First, eliminate anything you think you can’t get. Remember, you went to your local yarn shop for a reason so see if they carry any of the options.
Second, look at the fibre content. Animal fibres behave differently from plant fibres so replacing cotton with wool will not give the same effect as the pattern. You might decide to go with it anyway, but know it will not be the same as the pattern and you might need to change things up a bit.
Third, if it is for warp, make sure the yarn you are looking at is warp friendly. Of course you can’t start pulling yarn apart before buying, but you can look pretty closely. Is it a loose single ply? Probably not ok. Is it super fuzzy but the yarn called for is smooth? Probably not ok.
Fourth, look at the structure of the yarn. If the yarn called for in the pattern is super stretchy but the yarn is in the shop has no stretch, it’s probably not a good substitution. As a general rule, plant fibres do not have as much stretch as a plied animal fibre.
Finally, do talk to the yarn shop staff. For they most part they are friendly happy people who really want you to go home and make a fabulous project that you love. Yarn shop staff are a wealth of information that they can’t wait to share! They will be able to read the info about the yarn in your pattern and compare it to the yarns you are considering and tell you which would be the best choice and why.

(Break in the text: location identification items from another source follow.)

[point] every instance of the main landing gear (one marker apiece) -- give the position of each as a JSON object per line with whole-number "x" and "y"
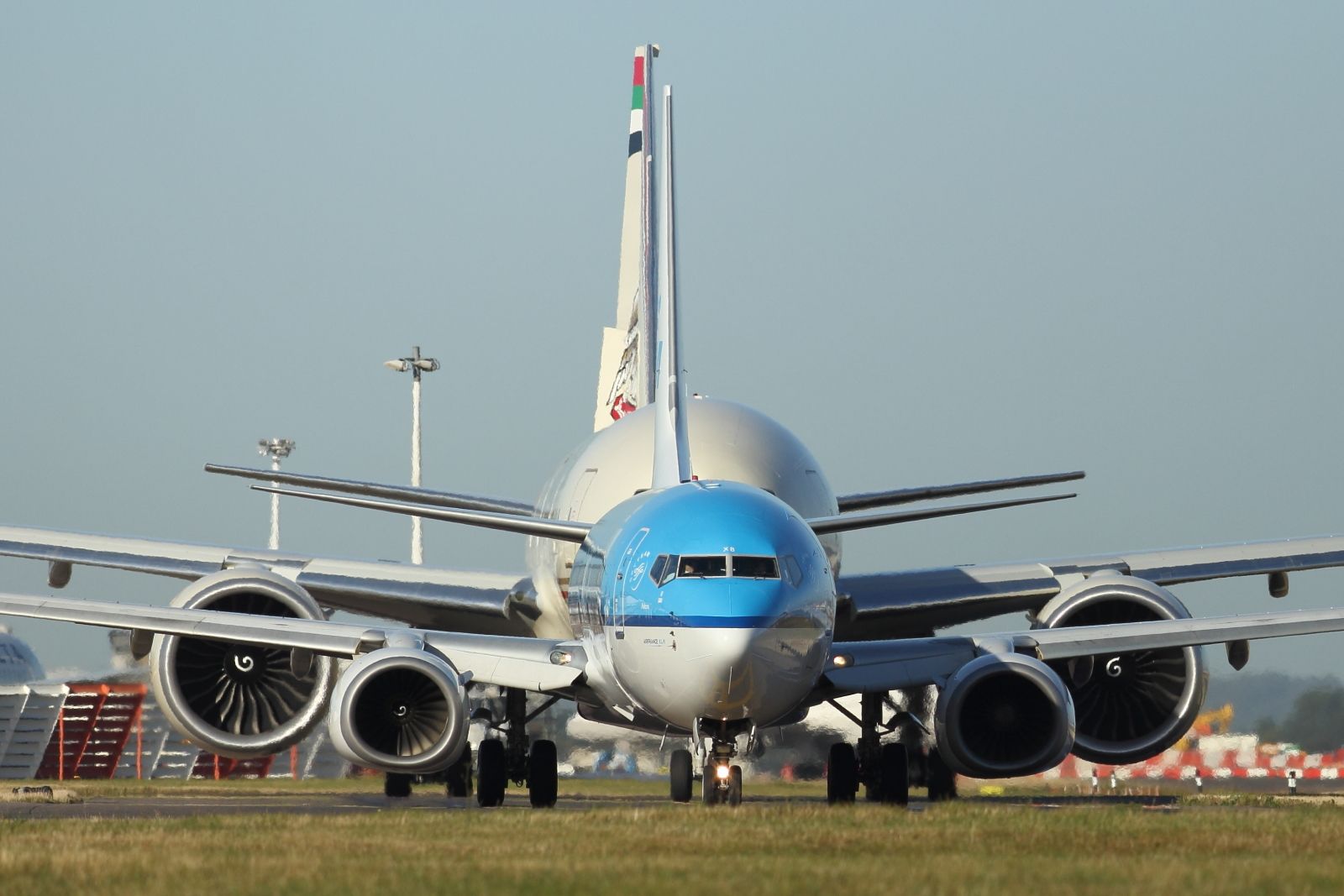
{"x": 886, "y": 770}
{"x": 531, "y": 763}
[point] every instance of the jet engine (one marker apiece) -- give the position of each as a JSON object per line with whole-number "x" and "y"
{"x": 1129, "y": 705}
{"x": 400, "y": 710}
{"x": 1005, "y": 715}
{"x": 241, "y": 700}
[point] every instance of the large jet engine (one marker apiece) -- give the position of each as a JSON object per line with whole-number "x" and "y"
{"x": 400, "y": 710}
{"x": 1129, "y": 705}
{"x": 241, "y": 700}
{"x": 1005, "y": 715}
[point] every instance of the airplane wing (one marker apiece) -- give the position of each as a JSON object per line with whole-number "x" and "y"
{"x": 376, "y": 490}
{"x": 535, "y": 664}
{"x": 907, "y": 604}
{"x": 452, "y": 600}
{"x": 869, "y": 500}
{"x": 913, "y": 663}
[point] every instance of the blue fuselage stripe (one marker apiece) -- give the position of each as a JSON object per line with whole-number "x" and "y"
{"x": 664, "y": 621}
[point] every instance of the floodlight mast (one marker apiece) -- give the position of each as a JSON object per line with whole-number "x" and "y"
{"x": 275, "y": 449}
{"x": 417, "y": 365}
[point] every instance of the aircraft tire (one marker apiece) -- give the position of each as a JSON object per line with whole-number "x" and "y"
{"x": 396, "y": 786}
{"x": 710, "y": 786}
{"x": 734, "y": 795}
{"x": 895, "y": 774}
{"x": 842, "y": 774}
{"x": 542, "y": 781}
{"x": 491, "y": 773}
{"x": 682, "y": 777}
{"x": 459, "y": 775}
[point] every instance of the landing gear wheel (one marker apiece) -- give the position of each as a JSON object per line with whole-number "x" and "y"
{"x": 396, "y": 786}
{"x": 491, "y": 773}
{"x": 895, "y": 774}
{"x": 542, "y": 785}
{"x": 942, "y": 783}
{"x": 680, "y": 770}
{"x": 842, "y": 774}
{"x": 710, "y": 786}
{"x": 459, "y": 775}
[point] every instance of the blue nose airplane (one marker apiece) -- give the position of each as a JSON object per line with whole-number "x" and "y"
{"x": 703, "y": 607}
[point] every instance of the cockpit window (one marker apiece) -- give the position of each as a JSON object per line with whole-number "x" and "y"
{"x": 746, "y": 567}
{"x": 702, "y": 567}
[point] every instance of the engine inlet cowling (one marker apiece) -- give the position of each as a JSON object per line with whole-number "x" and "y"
{"x": 1005, "y": 715}
{"x": 241, "y": 700}
{"x": 1129, "y": 705}
{"x": 400, "y": 710}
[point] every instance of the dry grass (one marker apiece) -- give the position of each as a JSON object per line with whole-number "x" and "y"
{"x": 764, "y": 848}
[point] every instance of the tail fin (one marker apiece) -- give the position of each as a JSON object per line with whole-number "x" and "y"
{"x": 625, "y": 378}
{"x": 671, "y": 443}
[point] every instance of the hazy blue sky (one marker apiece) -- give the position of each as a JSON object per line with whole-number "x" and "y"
{"x": 940, "y": 242}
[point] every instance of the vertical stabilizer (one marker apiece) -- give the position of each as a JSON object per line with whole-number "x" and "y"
{"x": 671, "y": 443}
{"x": 625, "y": 379}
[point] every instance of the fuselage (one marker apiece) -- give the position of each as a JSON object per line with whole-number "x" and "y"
{"x": 743, "y": 633}
{"x": 729, "y": 443}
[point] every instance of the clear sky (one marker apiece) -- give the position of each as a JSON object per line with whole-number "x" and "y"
{"x": 937, "y": 241}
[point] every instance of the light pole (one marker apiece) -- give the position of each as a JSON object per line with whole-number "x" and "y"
{"x": 275, "y": 449}
{"x": 417, "y": 365}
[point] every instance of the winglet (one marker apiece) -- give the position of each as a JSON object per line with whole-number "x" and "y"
{"x": 671, "y": 443}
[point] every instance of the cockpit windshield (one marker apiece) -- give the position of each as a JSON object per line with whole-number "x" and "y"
{"x": 705, "y": 567}
{"x": 714, "y": 566}
{"x": 745, "y": 567}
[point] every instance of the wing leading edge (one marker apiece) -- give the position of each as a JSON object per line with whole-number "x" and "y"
{"x": 535, "y": 664}
{"x": 913, "y": 663}
{"x": 889, "y": 605}
{"x": 461, "y": 600}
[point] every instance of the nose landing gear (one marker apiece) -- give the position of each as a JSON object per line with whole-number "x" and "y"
{"x": 721, "y": 779}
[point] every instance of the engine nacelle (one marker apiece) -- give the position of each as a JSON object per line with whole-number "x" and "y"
{"x": 1129, "y": 705}
{"x": 400, "y": 710}
{"x": 241, "y": 700}
{"x": 1005, "y": 715}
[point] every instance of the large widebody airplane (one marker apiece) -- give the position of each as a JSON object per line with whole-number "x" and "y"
{"x": 683, "y": 578}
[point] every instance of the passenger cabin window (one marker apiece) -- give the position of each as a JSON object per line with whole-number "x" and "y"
{"x": 707, "y": 567}
{"x": 745, "y": 567}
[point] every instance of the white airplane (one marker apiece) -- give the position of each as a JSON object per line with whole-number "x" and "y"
{"x": 683, "y": 579}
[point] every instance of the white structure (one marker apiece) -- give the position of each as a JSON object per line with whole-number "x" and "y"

The yarns in the photo on the left might substitute well, the weights are the same and will work in the same reed. Also, both contain mostly animal fibre. But the tweedy bits in the Kathmandu will have a visual impact and might obscure a pick-up pattern. The yarns in the middle picture are both the same weight. The cotton content in the Illimani however means that there is very little stretch while the Juniper Moon has a fair bit of stretch. This might be fine, but you may need to add in extra length to the warp on the stretchy yarn to maintain the same finished length. And, the Juniper Moon is superwash meaning I might use a smaller reed. The final picture: again, the weights are similar but the content different. The Sea Lace will not stretch or full very much, but will give a beautiful shine. The Lace is has no shine and will full (in fact, it will felt with wear). That means I can use it on a bigger reed than the Sea Lace even though the Sea Lace is slightly heavier.
Now for the disclaimer. (Maybe I should have put this at the top!) When a designer suggests a yarn, it is because we have used the yarn for the project and know it works. When we suggest alternatives, we might never have seen or touched the yarn. Sometimes we are familiar enough with the alternative to be able to confidently say yes, this will work. Other times we are much more tentative. You’ll often read me saying it *should* work but I’ve never tried it.
When you make substitutions you are taking your life into your own hands. And this is exactly what I think you should be doing! Play with yarn, learn how different yarns react to tension and being released from tension. Take a tea towel pattern and weave a scarf using wool instead. There are no serious consequences from taking weaving risks and so much to gain. Yes, you may end up with a project that didn’t turn out as intended, but you will have learned some important information about your yarn and the pattern. And save the piece, you never know when it might come in handy!